The happiest days of her life had been when she was a little girl, her mother was alive, and her father would take them to a fancy restaurant downtown, overlooking the water, or perhaps they would stroll along Hamara Street looking in the windows of all the fancy shops. She felt nostalgia for something she’d never had for long: a sense of belonging with another person, shared emotions.
Habash finally lowered his eyes and disappeared into the house.
For another minute Leila stood by the window, her eyes drifting to the city and the river th
at wound its way through the plains and hills. She could not imagine Germany as a place of lightness and contentment, even though this country had been their ally from time to time. Germany for some reason was to her a dark, brooding place.
“The Germans have their hands full, Uncle Bashir, they’re not the enemy,” she’d argued the afternoon she’d been handed this assignment.
“You’re not going there to make trouble, Leila. You’re going to make sure there is none. Nothing more.”
“And if there is—what then?”
“You report the problem and we will take care of it. You’re to be nothing more than an observer for us. A little desert mouse in the corner.”
“The BND will know who and what I am.”
“Almost certainly. They will have their people watching us. Their efforts will be sophisticated, no doubt. It is to be expected.”
Uncle Bashir had come to her apartment near the Tariz Air Base, and they went for a walk in the pleasant evening.
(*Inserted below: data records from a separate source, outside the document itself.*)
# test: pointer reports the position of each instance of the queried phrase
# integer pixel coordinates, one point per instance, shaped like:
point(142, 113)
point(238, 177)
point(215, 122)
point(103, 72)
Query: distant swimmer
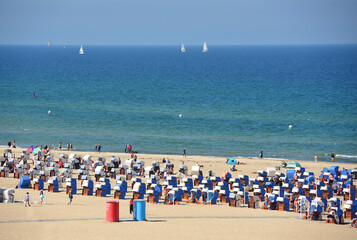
point(332, 157)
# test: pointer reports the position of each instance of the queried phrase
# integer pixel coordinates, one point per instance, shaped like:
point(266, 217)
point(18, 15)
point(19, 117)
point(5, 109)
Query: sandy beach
point(85, 218)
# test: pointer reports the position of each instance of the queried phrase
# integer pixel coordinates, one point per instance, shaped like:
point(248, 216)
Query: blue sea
point(234, 100)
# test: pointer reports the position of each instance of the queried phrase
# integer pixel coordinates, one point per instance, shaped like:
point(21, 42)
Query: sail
point(183, 48)
point(81, 50)
point(205, 49)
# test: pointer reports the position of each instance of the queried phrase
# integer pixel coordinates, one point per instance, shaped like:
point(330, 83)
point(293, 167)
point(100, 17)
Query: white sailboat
point(183, 48)
point(81, 50)
point(205, 49)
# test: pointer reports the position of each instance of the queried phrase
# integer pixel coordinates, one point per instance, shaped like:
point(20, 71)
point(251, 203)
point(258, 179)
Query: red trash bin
point(112, 211)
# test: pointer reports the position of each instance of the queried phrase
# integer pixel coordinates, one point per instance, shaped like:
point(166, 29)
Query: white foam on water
point(346, 156)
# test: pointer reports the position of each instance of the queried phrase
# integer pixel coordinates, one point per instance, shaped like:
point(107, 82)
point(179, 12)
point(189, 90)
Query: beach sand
point(85, 218)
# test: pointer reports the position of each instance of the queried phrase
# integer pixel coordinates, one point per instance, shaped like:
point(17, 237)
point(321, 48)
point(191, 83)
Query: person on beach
point(27, 199)
point(332, 157)
point(70, 195)
point(131, 209)
point(42, 196)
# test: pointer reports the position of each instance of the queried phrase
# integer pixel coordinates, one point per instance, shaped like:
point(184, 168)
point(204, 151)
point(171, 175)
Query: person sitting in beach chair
point(296, 205)
point(354, 223)
point(266, 205)
point(333, 218)
point(233, 169)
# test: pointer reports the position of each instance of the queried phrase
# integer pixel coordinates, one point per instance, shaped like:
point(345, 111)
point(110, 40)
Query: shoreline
point(209, 156)
point(178, 220)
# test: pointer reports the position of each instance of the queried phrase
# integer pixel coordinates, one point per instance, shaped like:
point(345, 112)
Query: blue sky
point(170, 22)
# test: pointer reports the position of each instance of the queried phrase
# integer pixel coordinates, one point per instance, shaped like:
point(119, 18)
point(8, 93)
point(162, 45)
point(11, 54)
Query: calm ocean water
point(234, 100)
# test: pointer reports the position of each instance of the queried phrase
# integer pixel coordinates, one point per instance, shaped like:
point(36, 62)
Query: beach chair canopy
point(231, 161)
point(293, 164)
point(35, 151)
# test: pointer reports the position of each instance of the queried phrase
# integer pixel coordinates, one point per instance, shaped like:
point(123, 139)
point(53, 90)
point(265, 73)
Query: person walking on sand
point(27, 199)
point(70, 195)
point(131, 206)
point(42, 196)
point(332, 157)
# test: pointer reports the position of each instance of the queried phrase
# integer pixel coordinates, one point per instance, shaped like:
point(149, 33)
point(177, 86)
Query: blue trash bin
point(139, 210)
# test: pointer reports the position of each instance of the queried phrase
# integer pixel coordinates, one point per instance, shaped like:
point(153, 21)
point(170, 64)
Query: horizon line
point(168, 45)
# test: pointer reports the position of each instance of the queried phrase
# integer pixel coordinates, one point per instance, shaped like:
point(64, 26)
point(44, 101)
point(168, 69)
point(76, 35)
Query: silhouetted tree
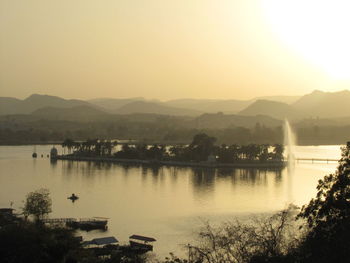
point(38, 204)
point(328, 217)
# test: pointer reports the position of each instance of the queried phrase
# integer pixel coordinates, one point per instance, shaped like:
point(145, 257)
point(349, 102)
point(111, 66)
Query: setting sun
point(318, 30)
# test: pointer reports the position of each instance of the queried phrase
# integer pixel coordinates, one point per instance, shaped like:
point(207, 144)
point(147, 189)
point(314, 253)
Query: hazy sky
point(173, 49)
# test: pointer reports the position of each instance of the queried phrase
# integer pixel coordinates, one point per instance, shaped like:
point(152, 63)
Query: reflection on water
point(160, 201)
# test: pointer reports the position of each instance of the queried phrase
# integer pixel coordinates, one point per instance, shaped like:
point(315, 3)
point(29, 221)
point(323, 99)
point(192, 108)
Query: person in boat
point(73, 197)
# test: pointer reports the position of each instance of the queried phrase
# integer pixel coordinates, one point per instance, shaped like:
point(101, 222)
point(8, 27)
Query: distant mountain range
point(317, 104)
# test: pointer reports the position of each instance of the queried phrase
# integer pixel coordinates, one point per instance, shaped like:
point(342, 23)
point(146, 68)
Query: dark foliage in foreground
point(29, 242)
point(328, 217)
point(323, 235)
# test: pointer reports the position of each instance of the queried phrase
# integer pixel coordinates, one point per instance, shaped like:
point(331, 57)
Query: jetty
point(239, 164)
point(314, 160)
point(82, 223)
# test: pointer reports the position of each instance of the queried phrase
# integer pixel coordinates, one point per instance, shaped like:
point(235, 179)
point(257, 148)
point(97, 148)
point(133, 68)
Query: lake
point(167, 203)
He’d come not only to tell her about her assignment in Bonn, but to talk to her about her father, who’d been working too hard. A lot of people on the Council were worried about him, at his age.
“He won’t listen to me,” Uncle Bashir said. “Calls me an old woman.”
Leila laughed. She could hear her father saying it. “But he’s not an old man, Uncle Bashir. He’s just fifty-four.”
“The president has taken a personal interest in his well-being.”
“I’ll go over and slow him down, if that’s what you really want. But you know how he’s always been.”
“This is so important to us, Leila. Your father may have discussed it with you, considering your … position.”
She shivered. Since she had separated from her husband, she’d taken care of her father’s household. She had become the son he’d never had, and assumed the responsibility of mistress of the household for a man who was rarely home.
“You know how delicate this is,” Uncle Bashir went on. He was a tiny, birdlike man with a mind as sharp as anyone’s in Iraq.
“The Germans are selling us nuclear technology and no one must know about it. I’m not completely lost in the forest,” she said.